The Central Information Commission (CIC) deserves three cheers for its decision to bring six national political parties under the purview of the Right to Information Act. It is a significant and tangible move forward in a debate that has been stalled time and again over several decades: how to ensure inner-party democracy andtransparency in the way parties collect funds and spend them.

These issues were discussed threadbare in a comprehensive report on electoral reforms and standards in political life that a group including Subhash Kashyap, P A Sangma, Mohan Dharia and N N Vohra prepared in 1991. The latter also authored an incisive document on the criminalisation of politics. Add to that at least half a dozen excellent studies on the subject by renowned scholars. No political party paid the slightest heed to this voluminous literature, containing detailed and sensible suggestions to rid our body politic of its infirmities.

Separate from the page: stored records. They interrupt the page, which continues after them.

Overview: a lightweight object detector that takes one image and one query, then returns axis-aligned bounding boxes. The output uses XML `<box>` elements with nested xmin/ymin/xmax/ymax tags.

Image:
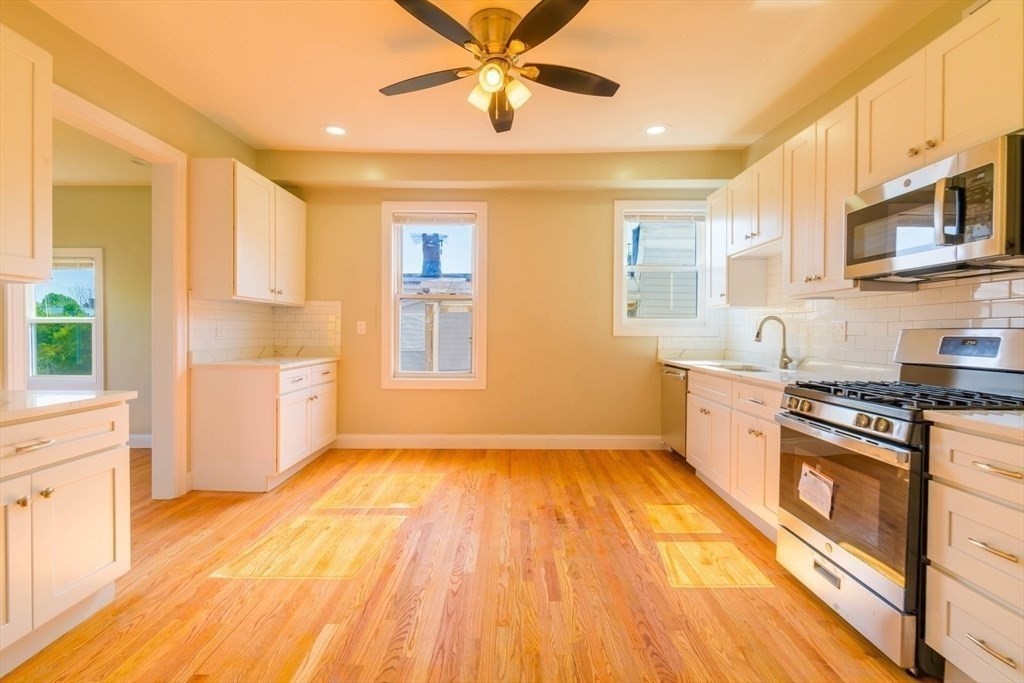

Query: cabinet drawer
<box><xmin>925</xmin><ymin>567</ymin><xmax>1024</xmax><ymax>683</ymax></box>
<box><xmin>309</xmin><ymin>362</ymin><xmax>338</xmax><ymax>384</ymax></box>
<box><xmin>928</xmin><ymin>427</ymin><xmax>1024</xmax><ymax>506</ymax></box>
<box><xmin>278</xmin><ymin>368</ymin><xmax>312</xmax><ymax>393</ymax></box>
<box><xmin>686</xmin><ymin>371</ymin><xmax>732</xmax><ymax>405</ymax></box>
<box><xmin>928</xmin><ymin>481</ymin><xmax>1024</xmax><ymax>610</ymax></box>
<box><xmin>732</xmin><ymin>382</ymin><xmax>782</xmax><ymax>422</ymax></box>
<box><xmin>0</xmin><ymin>404</ymin><xmax>128</xmax><ymax>477</ymax></box>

Such stonewalling tactics would be difficult to sustain in the wake of the CIC's ruling that political parties are public authorities under theRTI Act since they benefit from government largesse in a number of overt and covert ways. By that very token they will have to adhere to the letter and spirit of the laws on transparency. The challenge ahead is to keep a close watch on how they do this. For a start, the CIC has directed the national parties to appoint information officers who will be responsible for providing information sought under the Act within a six-week time frame.

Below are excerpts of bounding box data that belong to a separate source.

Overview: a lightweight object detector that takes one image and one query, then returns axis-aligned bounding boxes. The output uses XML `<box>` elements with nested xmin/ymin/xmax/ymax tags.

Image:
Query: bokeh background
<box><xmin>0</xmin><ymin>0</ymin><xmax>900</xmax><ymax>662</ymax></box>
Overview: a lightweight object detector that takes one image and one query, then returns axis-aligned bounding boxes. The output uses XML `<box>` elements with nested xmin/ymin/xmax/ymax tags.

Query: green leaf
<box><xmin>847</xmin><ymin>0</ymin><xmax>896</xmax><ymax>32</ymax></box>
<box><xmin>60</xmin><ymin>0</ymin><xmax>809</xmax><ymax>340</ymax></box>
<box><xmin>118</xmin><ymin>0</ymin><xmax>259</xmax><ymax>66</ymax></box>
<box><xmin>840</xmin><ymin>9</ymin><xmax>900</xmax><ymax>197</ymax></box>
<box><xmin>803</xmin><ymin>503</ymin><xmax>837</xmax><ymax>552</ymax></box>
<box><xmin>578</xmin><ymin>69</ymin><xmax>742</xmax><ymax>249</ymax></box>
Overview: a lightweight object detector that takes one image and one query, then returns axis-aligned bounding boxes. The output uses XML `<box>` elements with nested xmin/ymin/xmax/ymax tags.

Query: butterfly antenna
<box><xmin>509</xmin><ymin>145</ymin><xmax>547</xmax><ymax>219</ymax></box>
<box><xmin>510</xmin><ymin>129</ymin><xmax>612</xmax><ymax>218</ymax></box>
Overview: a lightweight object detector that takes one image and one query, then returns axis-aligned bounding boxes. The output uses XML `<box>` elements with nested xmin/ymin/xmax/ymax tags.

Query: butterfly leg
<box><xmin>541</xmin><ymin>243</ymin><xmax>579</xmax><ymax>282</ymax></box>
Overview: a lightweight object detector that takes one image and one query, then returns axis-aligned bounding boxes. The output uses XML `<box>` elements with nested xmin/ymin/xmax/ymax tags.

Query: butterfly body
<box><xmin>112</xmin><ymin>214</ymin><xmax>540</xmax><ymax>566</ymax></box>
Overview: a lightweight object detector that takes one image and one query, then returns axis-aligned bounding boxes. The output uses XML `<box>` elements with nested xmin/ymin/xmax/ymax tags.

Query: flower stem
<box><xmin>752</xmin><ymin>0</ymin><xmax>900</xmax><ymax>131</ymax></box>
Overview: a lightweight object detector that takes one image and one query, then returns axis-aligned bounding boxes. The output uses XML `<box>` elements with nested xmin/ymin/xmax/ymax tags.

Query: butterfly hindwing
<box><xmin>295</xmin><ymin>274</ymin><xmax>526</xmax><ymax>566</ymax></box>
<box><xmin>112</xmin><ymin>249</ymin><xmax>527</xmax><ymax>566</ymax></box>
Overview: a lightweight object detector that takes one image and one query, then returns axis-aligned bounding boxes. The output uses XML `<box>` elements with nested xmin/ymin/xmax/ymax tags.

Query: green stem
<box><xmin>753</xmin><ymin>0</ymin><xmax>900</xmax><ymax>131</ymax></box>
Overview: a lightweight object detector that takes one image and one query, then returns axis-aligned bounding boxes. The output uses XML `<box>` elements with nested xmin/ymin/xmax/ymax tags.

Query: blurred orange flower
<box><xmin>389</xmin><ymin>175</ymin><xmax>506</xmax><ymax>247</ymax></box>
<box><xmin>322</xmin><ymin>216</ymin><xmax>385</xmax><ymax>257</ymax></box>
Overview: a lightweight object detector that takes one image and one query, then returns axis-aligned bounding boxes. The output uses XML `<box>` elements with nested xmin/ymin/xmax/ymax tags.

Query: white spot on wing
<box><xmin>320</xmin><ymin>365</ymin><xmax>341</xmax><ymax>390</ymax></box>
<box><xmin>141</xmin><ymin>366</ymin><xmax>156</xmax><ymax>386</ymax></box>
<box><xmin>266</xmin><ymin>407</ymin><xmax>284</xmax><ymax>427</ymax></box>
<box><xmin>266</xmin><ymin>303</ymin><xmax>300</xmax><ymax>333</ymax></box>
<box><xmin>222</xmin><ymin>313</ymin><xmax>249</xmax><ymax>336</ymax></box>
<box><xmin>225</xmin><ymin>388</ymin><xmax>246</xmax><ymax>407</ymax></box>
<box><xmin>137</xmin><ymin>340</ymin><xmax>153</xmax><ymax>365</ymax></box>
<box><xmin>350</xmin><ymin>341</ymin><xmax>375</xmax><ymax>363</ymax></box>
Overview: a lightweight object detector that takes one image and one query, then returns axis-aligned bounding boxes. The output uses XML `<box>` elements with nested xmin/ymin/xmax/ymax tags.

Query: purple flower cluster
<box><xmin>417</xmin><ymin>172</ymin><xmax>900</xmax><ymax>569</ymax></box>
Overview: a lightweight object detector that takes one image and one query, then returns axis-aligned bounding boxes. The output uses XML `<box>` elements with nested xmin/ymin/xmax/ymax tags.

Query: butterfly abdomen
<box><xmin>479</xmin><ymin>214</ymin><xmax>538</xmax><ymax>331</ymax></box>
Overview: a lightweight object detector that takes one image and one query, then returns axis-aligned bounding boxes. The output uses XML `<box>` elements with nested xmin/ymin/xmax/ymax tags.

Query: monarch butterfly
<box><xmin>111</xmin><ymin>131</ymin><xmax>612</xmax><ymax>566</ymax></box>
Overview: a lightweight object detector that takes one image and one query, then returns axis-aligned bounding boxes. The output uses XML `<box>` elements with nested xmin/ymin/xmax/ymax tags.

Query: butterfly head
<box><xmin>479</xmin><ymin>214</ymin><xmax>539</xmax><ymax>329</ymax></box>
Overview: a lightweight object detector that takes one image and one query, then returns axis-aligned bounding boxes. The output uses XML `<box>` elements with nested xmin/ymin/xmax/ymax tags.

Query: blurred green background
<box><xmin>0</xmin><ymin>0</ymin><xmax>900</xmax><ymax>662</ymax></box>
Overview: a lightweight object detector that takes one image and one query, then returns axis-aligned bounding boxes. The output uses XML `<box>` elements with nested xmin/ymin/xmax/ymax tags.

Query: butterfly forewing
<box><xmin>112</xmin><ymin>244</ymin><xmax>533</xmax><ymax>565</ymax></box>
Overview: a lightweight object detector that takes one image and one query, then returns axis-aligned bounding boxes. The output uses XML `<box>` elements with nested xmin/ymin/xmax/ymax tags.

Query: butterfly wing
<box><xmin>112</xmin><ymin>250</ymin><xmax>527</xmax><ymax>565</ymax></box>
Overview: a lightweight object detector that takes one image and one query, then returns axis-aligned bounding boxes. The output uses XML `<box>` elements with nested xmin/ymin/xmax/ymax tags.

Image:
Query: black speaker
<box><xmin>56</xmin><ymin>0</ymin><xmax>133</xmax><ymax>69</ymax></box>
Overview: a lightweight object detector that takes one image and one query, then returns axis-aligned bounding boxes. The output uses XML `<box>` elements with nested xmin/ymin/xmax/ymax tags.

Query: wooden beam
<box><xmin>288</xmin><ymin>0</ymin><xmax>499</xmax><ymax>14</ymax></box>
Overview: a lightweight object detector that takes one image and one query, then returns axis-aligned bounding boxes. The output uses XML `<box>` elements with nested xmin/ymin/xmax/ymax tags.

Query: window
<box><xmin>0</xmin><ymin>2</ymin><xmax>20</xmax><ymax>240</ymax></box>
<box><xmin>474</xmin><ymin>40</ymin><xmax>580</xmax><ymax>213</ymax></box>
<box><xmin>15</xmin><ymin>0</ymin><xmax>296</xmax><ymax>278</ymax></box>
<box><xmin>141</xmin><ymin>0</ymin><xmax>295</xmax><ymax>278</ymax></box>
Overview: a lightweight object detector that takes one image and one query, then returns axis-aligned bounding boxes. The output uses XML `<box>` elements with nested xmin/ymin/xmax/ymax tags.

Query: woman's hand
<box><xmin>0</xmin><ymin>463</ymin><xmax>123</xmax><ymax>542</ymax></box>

This mechanism is certain to prove more effective than two directives of the Election Commission. One sought details of property and criminal proceedings, if any, of candidates in elections at the time of their nomination. But there was no way to check the veracity of the information. The EC also made it mandatory for parties to hold organisational elections and file their income-tax returns. But on this score too most parties merely went through the motions. An overwhelming number of national and state-based parties are run like family fiefdoms where democracy is a rumour and transparency a mere trifle. The first reactions of major parties to the CIC's ruling have been heartening but some others, such as the CPM, are sore. The former, who calls the shots at the national level, must now walk the talk to compel the dissidents to fall in line.